Ya digo que cuando falleció muchos ni nos enteramos. Habíamos vivido, en nuestra primera juventud, un par de años bajo el deslumbramiento de un profesor entonces cuarentón -qué mayor nos parecía- que hacía poco caso de los libros de texto, tal vez porque aquellos manuales de Anaya los había escrito él, y que nos empujaba a leer literatura, pues lo leído formaba parte del duro examen. Así entramos a saco en Garcilaso, en Quevedo, en Ramón J. Sender. Así pasamos muchas noches de nuestra adolescencia tardía deseando que llegara el día de decirle a don Vicente que por fin habíamos leído entero El Quijote. Hasta hubo quien se adentró en Joyce, o en Proust. Un veneno que se inoculaba sin sentir. Así descubrimos a Eduardo Mendoza, que en La verdad sobre el caso Savolta apuntaba los enormes cambios de la sociedad y las cloacas que muchos años después sigue arrastrando. Pasión y rigor en aquellas clases en las que la hora y el timbre nos pillaban por sorpresa.

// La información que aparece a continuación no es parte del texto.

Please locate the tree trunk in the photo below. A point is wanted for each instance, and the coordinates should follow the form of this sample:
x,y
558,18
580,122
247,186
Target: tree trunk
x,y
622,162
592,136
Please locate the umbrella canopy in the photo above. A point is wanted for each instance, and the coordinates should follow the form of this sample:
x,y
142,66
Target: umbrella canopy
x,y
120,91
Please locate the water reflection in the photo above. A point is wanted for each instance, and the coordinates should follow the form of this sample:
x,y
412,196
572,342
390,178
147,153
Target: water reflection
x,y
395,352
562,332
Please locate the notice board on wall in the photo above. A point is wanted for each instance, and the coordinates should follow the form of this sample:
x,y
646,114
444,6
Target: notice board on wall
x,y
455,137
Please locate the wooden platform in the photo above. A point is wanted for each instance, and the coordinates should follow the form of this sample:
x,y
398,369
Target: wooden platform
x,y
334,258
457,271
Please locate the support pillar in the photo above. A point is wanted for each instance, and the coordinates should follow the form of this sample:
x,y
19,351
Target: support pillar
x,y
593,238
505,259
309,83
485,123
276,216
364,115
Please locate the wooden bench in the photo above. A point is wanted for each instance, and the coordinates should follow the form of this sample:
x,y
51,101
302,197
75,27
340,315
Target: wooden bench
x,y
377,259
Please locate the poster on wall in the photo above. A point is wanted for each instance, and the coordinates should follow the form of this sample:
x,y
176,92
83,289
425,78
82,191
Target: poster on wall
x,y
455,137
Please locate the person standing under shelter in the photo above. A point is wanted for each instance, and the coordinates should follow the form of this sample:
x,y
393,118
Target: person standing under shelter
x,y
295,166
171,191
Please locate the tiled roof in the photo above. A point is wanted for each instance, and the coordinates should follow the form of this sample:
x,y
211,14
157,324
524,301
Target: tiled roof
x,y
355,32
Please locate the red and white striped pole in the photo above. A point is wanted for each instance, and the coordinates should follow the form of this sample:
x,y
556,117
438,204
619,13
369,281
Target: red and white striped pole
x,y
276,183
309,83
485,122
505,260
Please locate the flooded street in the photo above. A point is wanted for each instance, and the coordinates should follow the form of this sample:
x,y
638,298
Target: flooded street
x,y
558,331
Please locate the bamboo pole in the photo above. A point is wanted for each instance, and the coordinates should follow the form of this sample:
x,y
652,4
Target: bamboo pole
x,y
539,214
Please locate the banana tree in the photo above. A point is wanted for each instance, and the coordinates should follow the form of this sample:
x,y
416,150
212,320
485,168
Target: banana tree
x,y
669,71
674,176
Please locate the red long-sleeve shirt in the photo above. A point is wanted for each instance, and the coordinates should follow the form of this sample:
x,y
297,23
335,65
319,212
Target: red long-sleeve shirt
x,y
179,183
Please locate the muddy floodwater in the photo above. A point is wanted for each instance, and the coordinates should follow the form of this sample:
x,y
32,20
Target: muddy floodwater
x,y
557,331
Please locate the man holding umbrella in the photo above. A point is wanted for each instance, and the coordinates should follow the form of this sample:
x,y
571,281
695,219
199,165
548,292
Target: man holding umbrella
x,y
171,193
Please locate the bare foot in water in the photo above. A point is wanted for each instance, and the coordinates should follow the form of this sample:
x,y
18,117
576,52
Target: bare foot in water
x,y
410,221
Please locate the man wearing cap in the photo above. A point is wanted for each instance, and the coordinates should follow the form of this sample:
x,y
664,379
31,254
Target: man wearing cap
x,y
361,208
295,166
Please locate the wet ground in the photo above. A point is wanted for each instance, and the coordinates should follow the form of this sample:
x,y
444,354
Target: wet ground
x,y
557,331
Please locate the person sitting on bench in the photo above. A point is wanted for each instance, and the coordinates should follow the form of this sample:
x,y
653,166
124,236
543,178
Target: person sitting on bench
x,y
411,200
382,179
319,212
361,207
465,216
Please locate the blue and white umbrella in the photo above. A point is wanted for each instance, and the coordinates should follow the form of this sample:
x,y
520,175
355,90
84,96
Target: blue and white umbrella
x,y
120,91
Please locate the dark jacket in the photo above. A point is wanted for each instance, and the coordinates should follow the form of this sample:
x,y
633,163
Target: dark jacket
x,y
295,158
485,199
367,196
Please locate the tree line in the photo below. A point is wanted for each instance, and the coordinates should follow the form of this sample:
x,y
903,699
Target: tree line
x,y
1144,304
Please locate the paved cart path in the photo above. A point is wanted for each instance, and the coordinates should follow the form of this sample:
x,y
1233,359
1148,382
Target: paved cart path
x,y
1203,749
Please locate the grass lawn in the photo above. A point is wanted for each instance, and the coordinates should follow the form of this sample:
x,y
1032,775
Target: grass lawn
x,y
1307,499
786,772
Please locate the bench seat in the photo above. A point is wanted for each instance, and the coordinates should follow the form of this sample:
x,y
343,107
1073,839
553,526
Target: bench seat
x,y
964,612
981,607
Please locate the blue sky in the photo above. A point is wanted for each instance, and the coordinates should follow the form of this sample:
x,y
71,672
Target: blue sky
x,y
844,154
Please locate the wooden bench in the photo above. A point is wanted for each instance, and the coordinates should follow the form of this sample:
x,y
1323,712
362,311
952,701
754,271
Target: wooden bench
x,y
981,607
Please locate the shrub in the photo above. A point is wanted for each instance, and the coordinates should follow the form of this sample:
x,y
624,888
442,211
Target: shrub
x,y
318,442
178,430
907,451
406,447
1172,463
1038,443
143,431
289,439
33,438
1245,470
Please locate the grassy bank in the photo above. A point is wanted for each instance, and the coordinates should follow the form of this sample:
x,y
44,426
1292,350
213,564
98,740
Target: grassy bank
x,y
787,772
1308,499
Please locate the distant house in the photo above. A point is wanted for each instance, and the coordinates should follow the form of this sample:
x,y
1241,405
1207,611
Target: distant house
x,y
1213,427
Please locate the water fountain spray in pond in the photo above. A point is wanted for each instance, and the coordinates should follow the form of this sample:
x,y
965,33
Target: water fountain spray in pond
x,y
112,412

Tusón estaba perdido en mi memoria. Sí recordaba una opinión que expresó algunas veces, y con la que nunca fui capaz de estar de acuerdo, pero que me lo acaba de traer a colación. Sostenía el profesor que, cuando uno está muy triste, es un error leer un libro divertido o ligero, que lo que hay que hacer es abrir El rey Lear o Hamlet o cualquier otra tragedia gorda, para así, metidos en asuntos de tanta gravedad, poder decir: «¿Qué es lo mío al lado de esto?». Y llegaba el descanso al corazón entristecido. Estando de acuerdo en que una comedieta no alivia el dolor del espíritu, esta lectora se decanta por el disfrute de algunos autores que considera un bálsamo para el alma, y que suelen tener en común su tolerancia hacia el mundo. Autores que no juzgan a sus personajes ni sus hechos, que los dejan vivir y presentan con irónica (a veces cáustica) aceptación los defectos del ser humano. En esa categoría está Álvaro Cunqueiro, o pueden situarse Washington Irving, Mark Twain, John Kennedy Toole, Italo Calvino, Jorge Amado, Eduardo Mendoza y hasta Paul Auster. El escritor británico Alan A. Milne, autor de los libros del osito Winnie-the-Pooh, en los que figuraba el propio hijo del autor, Cristóbal Robín, entra en esa categoría de delicia literaria, aunque infantil. Olvídense de las películas Disney y, si les es posible, lean para sus hijos (esa es la excusa) los relatos del osito y de sus amigos el asno, el conejo, el tigre, la cangura... Ahí queda retratada el alma humana con la suavidad del niño que nada juzga. Pero el personaje del osito Winnie acaba de ser prohibido (de nuevo) en China, ya que los internautas lo utilizaron para hacer escarnio del presidente con memes en los que comparaban a Xi Jinping con el oso. Quién lo iba a decir. Winnie, máximo exponente de tolerancia y candor, visto como un enemigo y víctima de la censura y la represión. Así que los ciudadanos chinos que se pongan tristes tendrán que leer Hamlet, como proponía mi querido profesor.